You can do the exact same thing with URIs: You can replace :x, :y and :z
with :x, and give :x the union of the properties that the three of them
had.  Of course, you would later only be able to refer to that node
using the names :x  -- no longer :y or :z -- but with blank nodes you
cannot refer to the node at all from outside the graph anyway, so you
still have not lost anything more than you'd lose by using blank nodes.

But aside from that, there is still a bigger problem.  If you have
out-of-band information about the blank nodes (e.g., perhaps you knew
how they were generated, and you know that certain properties are
inverse functional -- unique keys for them), then you may be able to
merge blank nodes as you describe.  But if you don't, then it isn't so
easy to determine whether those blank nodes represent the same entity.
Do _:b1 and _:b2 denote the same dog in the following RDF?

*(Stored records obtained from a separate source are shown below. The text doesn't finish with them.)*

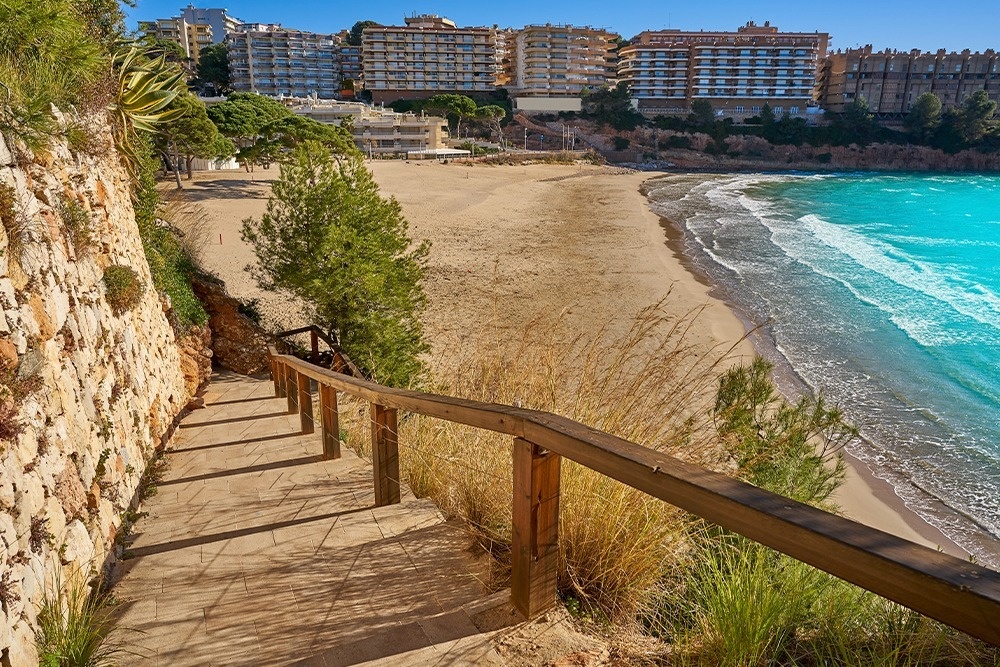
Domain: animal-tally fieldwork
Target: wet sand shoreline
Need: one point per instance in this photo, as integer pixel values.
(511, 241)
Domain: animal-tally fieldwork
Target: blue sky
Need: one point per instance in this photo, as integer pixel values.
(921, 24)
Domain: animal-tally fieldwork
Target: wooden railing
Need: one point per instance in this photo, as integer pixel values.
(340, 362)
(961, 594)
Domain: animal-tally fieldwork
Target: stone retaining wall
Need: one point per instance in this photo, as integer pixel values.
(93, 392)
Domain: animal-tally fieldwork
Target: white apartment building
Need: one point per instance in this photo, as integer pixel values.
(279, 62)
(383, 132)
(550, 65)
(194, 29)
(431, 55)
(738, 72)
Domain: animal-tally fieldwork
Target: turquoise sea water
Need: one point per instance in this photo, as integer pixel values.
(882, 292)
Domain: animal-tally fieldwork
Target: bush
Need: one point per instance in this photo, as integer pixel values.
(74, 626)
(718, 598)
(170, 265)
(79, 226)
(48, 55)
(123, 288)
(14, 388)
(329, 238)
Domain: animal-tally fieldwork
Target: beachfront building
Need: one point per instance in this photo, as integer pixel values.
(549, 66)
(383, 132)
(279, 62)
(891, 81)
(737, 72)
(194, 29)
(431, 55)
(350, 62)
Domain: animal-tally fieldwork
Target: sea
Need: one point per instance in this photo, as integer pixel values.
(882, 293)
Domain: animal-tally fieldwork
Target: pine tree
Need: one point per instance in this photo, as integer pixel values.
(329, 238)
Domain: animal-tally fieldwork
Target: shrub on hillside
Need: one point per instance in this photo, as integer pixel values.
(331, 239)
(123, 288)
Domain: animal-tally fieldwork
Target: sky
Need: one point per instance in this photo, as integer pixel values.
(898, 24)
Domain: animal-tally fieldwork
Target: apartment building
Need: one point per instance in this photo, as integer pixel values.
(891, 81)
(194, 29)
(550, 65)
(382, 131)
(279, 62)
(737, 72)
(431, 55)
(350, 62)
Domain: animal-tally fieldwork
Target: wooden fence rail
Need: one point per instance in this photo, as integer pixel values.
(961, 594)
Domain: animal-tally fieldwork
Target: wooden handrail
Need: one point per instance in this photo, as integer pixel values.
(958, 593)
(341, 360)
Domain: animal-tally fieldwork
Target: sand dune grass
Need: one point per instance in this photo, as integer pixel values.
(631, 562)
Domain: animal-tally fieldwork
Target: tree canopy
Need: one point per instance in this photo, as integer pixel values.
(451, 104)
(357, 31)
(329, 238)
(492, 115)
(243, 116)
(974, 119)
(192, 135)
(612, 106)
(924, 117)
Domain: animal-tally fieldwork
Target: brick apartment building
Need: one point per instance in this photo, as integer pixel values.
(737, 72)
(891, 81)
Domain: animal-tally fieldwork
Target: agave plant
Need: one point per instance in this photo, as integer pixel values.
(145, 88)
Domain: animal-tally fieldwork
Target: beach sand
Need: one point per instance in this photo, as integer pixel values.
(512, 242)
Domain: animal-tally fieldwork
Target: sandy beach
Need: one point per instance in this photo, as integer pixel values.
(512, 242)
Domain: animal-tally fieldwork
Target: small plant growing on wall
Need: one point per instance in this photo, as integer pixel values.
(15, 224)
(79, 226)
(123, 288)
(13, 390)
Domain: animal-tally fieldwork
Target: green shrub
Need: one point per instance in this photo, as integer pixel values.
(74, 625)
(169, 264)
(123, 288)
(14, 388)
(17, 226)
(79, 226)
(47, 56)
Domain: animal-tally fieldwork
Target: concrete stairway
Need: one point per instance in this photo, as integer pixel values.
(255, 551)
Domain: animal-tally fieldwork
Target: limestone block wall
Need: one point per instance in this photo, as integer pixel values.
(94, 391)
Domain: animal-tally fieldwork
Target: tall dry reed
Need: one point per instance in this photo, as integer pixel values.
(654, 385)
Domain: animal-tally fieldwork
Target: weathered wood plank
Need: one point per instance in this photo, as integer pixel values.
(291, 393)
(304, 389)
(535, 543)
(330, 421)
(951, 590)
(385, 454)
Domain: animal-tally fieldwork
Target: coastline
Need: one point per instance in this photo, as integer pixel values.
(863, 496)
(509, 242)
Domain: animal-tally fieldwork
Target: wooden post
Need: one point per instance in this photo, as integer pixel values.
(331, 421)
(535, 547)
(275, 378)
(314, 345)
(385, 455)
(291, 393)
(280, 377)
(305, 403)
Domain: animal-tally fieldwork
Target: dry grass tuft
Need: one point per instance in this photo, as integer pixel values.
(653, 385)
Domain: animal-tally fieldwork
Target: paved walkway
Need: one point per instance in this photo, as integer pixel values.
(255, 551)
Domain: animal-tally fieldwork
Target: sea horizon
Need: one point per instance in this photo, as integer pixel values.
(875, 290)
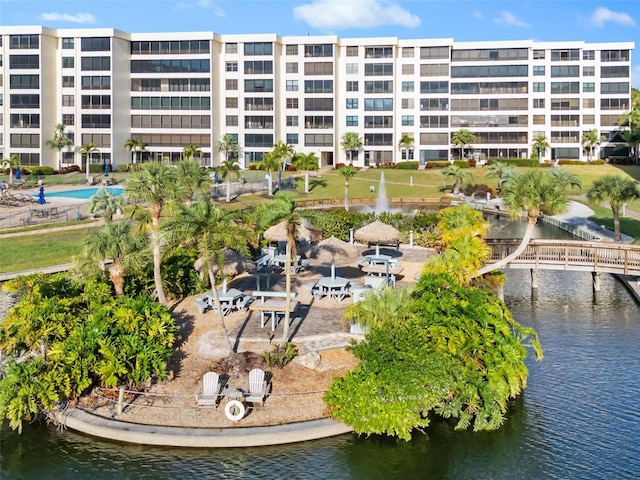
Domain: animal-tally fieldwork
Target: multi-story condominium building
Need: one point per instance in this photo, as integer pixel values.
(177, 89)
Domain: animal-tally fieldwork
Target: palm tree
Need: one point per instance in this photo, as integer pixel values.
(406, 142)
(270, 163)
(87, 150)
(210, 230)
(457, 174)
(11, 163)
(190, 152)
(229, 145)
(107, 201)
(193, 179)
(351, 142)
(540, 145)
(347, 172)
(538, 192)
(59, 142)
(154, 185)
(134, 145)
(616, 190)
(462, 138)
(115, 247)
(306, 162)
(229, 168)
(590, 140)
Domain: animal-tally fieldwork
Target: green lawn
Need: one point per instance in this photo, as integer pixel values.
(42, 250)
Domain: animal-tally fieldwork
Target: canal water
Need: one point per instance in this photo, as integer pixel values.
(578, 418)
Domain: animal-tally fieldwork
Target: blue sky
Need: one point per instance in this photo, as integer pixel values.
(463, 20)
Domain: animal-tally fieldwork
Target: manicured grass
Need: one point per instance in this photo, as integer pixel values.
(44, 250)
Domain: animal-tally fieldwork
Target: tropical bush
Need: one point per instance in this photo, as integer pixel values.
(64, 337)
(450, 351)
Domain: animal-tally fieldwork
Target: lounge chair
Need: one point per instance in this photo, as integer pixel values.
(208, 391)
(256, 387)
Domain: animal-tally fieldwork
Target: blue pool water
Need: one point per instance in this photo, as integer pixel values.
(83, 193)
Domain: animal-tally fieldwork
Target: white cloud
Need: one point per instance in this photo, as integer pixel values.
(341, 14)
(204, 4)
(510, 19)
(67, 17)
(603, 15)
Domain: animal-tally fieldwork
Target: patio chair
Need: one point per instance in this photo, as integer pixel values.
(256, 387)
(208, 392)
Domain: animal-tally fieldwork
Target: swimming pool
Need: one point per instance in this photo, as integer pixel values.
(82, 193)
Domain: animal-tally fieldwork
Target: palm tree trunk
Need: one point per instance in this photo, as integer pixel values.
(523, 245)
(218, 305)
(287, 301)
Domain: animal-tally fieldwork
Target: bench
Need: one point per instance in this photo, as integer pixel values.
(271, 305)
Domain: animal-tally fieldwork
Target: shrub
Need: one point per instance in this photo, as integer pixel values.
(280, 355)
(410, 165)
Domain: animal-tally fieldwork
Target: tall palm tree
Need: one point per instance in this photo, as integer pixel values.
(134, 145)
(193, 179)
(590, 140)
(406, 142)
(457, 175)
(540, 145)
(347, 172)
(616, 190)
(229, 168)
(351, 142)
(115, 247)
(87, 150)
(538, 192)
(306, 162)
(190, 152)
(107, 201)
(59, 142)
(154, 185)
(270, 163)
(11, 163)
(229, 145)
(210, 230)
(462, 138)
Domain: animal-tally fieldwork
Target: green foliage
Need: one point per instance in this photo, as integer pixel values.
(72, 336)
(452, 351)
(280, 355)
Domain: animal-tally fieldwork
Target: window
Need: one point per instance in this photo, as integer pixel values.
(292, 67)
(292, 120)
(538, 70)
(407, 120)
(258, 48)
(352, 51)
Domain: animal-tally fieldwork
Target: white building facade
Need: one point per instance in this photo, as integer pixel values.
(177, 89)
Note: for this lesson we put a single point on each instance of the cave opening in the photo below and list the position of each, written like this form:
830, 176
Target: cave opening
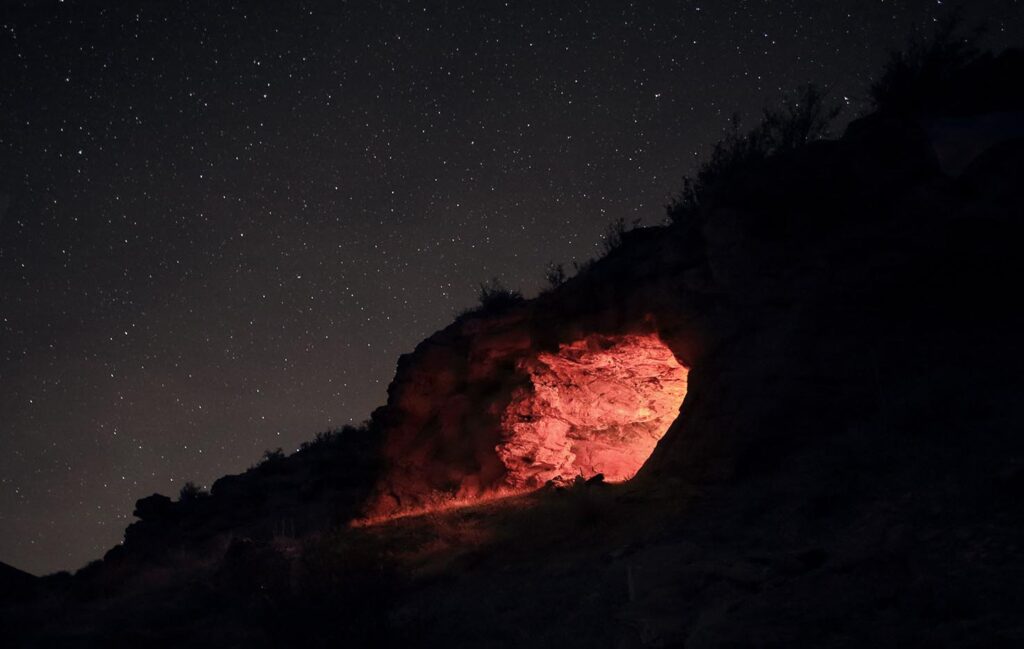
597, 405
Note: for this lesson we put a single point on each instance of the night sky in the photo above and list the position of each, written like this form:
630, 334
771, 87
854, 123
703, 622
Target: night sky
221, 222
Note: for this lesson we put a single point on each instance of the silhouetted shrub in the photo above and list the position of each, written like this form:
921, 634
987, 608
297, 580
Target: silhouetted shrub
272, 458
613, 234
807, 118
495, 297
555, 274
192, 492
918, 79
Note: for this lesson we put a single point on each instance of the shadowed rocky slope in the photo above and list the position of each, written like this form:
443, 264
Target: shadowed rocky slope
844, 471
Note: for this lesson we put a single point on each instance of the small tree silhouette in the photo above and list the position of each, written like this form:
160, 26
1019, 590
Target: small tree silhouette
192, 492
805, 119
495, 297
555, 274
919, 77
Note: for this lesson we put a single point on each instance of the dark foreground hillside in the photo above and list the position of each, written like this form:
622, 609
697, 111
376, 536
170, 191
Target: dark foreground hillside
846, 469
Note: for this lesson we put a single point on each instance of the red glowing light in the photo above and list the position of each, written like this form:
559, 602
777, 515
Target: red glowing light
598, 405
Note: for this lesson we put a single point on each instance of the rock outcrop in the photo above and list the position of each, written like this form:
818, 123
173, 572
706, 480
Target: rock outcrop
842, 327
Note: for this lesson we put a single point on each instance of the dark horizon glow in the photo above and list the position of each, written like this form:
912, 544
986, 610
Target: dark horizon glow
221, 224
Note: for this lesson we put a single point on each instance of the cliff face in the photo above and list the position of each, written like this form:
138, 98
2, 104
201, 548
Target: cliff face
791, 302
810, 385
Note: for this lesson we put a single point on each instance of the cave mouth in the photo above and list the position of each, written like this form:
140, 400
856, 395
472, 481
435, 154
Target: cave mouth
598, 405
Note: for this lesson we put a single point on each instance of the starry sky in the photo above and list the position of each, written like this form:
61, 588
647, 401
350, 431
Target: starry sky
221, 222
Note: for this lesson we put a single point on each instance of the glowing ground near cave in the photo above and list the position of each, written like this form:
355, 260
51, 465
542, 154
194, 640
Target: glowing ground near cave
599, 405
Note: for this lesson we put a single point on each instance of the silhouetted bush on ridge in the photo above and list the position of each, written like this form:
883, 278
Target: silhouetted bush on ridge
780, 130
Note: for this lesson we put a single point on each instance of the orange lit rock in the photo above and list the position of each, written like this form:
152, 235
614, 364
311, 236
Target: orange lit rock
598, 405
485, 409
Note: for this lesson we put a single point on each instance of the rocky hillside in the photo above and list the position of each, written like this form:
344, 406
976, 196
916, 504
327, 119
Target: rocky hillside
843, 318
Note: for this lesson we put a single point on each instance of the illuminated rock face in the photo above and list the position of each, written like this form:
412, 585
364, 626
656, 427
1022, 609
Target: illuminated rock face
597, 406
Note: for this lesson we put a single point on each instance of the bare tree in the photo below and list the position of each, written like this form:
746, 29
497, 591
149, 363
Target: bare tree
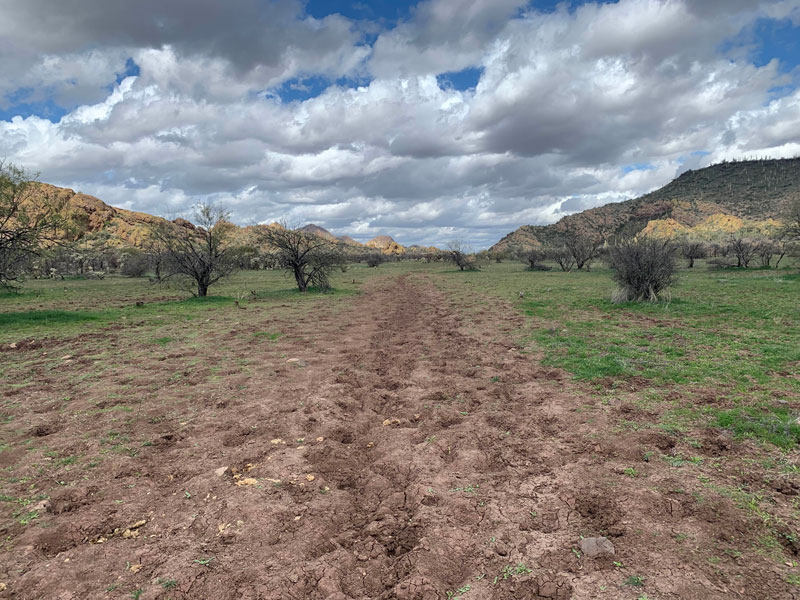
375, 259
792, 221
310, 258
583, 248
460, 255
643, 268
563, 258
29, 219
743, 249
533, 258
692, 250
197, 251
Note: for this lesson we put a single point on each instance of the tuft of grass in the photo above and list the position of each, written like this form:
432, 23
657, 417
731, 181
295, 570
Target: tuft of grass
51, 318
777, 425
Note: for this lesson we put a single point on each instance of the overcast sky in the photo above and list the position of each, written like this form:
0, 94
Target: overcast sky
427, 121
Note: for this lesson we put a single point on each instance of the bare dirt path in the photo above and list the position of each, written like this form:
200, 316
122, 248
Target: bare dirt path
410, 452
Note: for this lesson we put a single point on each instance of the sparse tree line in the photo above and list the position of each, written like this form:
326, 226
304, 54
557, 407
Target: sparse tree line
200, 253
34, 234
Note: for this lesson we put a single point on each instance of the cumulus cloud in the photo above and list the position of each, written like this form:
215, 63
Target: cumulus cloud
573, 108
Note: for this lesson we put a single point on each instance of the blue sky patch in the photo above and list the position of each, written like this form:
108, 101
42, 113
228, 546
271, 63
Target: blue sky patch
131, 70
465, 79
638, 167
777, 39
388, 12
299, 89
19, 105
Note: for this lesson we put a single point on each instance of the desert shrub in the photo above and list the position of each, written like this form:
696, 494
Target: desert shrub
461, 255
373, 260
562, 257
643, 268
720, 263
583, 248
198, 252
743, 249
309, 258
691, 251
533, 258
30, 219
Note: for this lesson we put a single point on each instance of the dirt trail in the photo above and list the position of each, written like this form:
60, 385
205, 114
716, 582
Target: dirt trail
411, 453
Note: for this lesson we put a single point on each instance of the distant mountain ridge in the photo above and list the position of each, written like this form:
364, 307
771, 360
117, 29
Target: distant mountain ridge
94, 222
706, 203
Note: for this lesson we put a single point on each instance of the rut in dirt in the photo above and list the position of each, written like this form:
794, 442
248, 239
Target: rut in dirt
435, 474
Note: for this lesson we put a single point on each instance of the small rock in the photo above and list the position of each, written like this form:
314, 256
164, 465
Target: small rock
247, 481
597, 547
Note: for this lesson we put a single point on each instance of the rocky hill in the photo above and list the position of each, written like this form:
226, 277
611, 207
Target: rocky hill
93, 222
386, 245
708, 204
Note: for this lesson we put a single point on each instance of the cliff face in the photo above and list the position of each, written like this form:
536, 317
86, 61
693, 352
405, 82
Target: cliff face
92, 221
708, 203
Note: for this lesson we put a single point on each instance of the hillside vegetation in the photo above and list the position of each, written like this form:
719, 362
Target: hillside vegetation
707, 204
93, 223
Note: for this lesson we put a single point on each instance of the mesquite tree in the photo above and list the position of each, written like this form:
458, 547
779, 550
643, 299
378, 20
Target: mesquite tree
30, 218
309, 257
198, 251
643, 268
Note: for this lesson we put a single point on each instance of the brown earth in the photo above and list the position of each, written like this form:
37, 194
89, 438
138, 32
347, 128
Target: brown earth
408, 453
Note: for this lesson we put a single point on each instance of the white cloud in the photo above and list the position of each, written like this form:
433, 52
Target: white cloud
565, 103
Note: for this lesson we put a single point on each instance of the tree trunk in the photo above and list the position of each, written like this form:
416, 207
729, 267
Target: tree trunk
300, 279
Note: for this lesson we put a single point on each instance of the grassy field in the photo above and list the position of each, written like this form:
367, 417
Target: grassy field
723, 350
116, 391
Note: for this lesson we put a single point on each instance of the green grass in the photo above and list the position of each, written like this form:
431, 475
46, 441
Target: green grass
733, 328
48, 318
777, 425
717, 353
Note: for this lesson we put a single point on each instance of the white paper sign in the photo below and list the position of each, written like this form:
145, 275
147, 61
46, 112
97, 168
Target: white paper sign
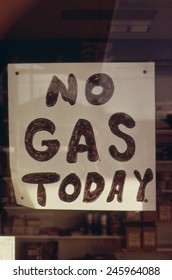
82, 135
7, 248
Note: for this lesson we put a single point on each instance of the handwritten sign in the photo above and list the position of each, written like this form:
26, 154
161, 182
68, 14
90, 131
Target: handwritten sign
82, 135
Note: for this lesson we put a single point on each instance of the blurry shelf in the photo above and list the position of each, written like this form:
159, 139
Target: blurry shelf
164, 132
164, 162
165, 249
70, 237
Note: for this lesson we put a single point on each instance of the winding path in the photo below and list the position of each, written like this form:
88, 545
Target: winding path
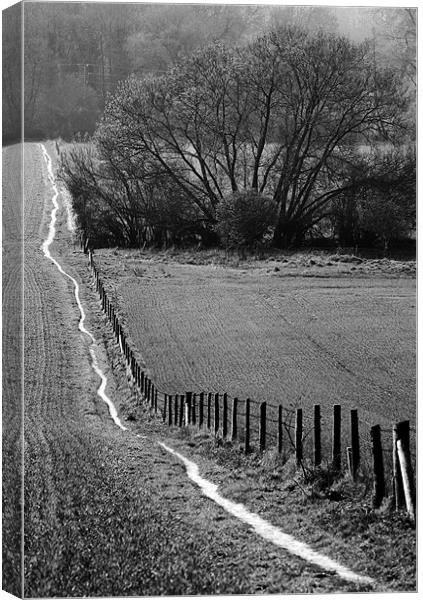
107, 512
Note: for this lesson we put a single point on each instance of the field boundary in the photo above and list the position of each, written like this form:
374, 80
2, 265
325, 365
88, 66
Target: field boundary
289, 432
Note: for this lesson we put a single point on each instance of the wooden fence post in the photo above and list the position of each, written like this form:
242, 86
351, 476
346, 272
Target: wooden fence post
355, 444
175, 412
209, 399
317, 436
216, 413
247, 426
280, 428
188, 400
234, 428
181, 410
299, 435
407, 478
262, 427
400, 431
170, 411
336, 438
225, 416
201, 411
165, 409
194, 409
378, 471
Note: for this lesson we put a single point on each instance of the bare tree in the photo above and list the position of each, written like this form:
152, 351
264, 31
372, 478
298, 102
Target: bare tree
276, 117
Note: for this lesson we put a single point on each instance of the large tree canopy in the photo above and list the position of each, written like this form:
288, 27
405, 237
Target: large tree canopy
275, 116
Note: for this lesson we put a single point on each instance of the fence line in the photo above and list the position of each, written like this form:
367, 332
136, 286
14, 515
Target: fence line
231, 418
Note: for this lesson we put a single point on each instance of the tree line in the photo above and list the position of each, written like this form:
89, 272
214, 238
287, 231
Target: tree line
292, 135
75, 53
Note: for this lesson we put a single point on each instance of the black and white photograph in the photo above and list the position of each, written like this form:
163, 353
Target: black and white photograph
209, 299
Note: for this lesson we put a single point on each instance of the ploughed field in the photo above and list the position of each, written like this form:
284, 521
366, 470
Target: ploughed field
281, 334
106, 512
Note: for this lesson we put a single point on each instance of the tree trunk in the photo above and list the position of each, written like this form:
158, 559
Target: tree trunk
287, 234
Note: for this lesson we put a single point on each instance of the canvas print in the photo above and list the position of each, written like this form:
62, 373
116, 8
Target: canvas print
209, 299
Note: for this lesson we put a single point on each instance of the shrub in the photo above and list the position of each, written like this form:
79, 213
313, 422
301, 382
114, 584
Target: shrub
245, 218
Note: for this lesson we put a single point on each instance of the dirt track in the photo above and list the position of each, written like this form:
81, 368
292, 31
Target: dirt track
107, 513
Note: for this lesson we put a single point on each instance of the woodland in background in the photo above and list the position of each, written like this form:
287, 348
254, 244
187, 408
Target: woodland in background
206, 120
76, 53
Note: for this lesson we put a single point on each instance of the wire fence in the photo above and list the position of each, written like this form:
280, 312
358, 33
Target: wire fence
343, 442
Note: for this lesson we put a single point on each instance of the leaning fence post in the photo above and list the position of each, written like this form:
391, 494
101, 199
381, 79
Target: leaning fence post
400, 431
201, 410
216, 413
194, 409
262, 427
175, 412
188, 400
209, 399
336, 437
247, 426
378, 471
165, 409
317, 436
234, 431
299, 435
225, 415
181, 410
280, 430
355, 443
407, 478
170, 411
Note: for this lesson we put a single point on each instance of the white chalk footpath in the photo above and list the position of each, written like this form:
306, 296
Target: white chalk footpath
261, 527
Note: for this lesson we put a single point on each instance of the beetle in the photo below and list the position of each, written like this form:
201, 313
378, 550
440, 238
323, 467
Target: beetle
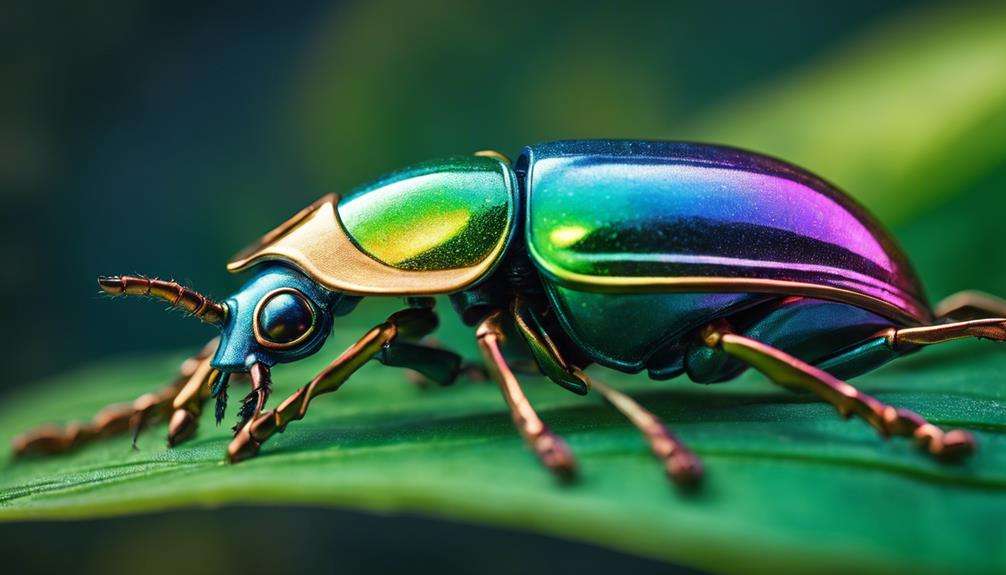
669, 257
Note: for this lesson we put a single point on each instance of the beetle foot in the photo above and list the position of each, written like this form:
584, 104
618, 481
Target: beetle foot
952, 445
555, 454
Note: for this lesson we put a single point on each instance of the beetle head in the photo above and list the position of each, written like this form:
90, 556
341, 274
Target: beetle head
279, 316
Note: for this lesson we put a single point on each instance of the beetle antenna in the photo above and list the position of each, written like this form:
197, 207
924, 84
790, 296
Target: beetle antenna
177, 296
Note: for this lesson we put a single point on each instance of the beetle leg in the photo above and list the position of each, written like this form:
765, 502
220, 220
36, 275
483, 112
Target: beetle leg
117, 418
546, 353
682, 466
791, 372
971, 305
550, 448
988, 329
427, 362
409, 323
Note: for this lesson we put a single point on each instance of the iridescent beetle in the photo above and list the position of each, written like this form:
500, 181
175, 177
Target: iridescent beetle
675, 258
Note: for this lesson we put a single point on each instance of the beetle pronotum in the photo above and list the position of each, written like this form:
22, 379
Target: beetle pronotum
703, 259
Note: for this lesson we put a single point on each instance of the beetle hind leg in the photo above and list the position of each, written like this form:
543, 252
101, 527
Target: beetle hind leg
550, 449
986, 329
793, 373
119, 418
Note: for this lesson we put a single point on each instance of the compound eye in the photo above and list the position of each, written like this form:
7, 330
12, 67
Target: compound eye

  _:b1 a :Dog ; :color :black .

  _:b2 a :Dog ; :color :black .

Without without having out-of-band information, and without knowing what
other statements may have been made about _:b1 and _:b2 in the graph, it
is *impossible* to know.  And even when you do know what other
statements have been made, it is still a difficult graph problem.  It is
basically the problem of determining whether the graph is "lean"
http://www.w3.org/TR/rdf-mt/#deflean
which is an NP-complete problem:
http://www.dcc.uchile.cl/~cgutierr/papers/revisedRDF.pdf 

In contrast, if I had:

  :d1 a :Dog ; :color :black .

  :d1 a :Dog ; :color :black .

then it is trivially easy to know that those statements are about the
same dog -- it's the same URI! -- and getting rid of the redundant
statements is trivially easy.

I have found this to be a significant problem in practice when the same
RDF data is read into a triple store more than once.  If it contains
blank nodes then *every* time the graph is loaded I get more duplicate
blank nodes!  (I.e., the graph becomes more and more non-lean, like with
the example above involving _:b1 and _:b2 .)  If I'm not very careful,
those duplicate nodes and triples will cause my queries to return
duplicate results -- wrong counts.  In contrast, when URIs are used
instead, and the graph is read into a triple store more than once, I do
not have that problem.

You might wonder why the same RDF graph would be loaded into a triple
store more than once, but when you are merging lots of data from various
sources, it is very easy for that to happen.  For example, if file X
contains a merge of files A, B and C, and file Y contains a merge of
files C, D and E -- potentially created by some other person or process
or at some other time -- then you'll get C twice when I merge X and Y.


-- 
David Booth, Ph.D.
http://dbooth.org/

Opinions expressed herein are those of the author and do not necessarily
reflect those of his employer.

Received on Wednesday, 19 December 2012 05:02:41 UTC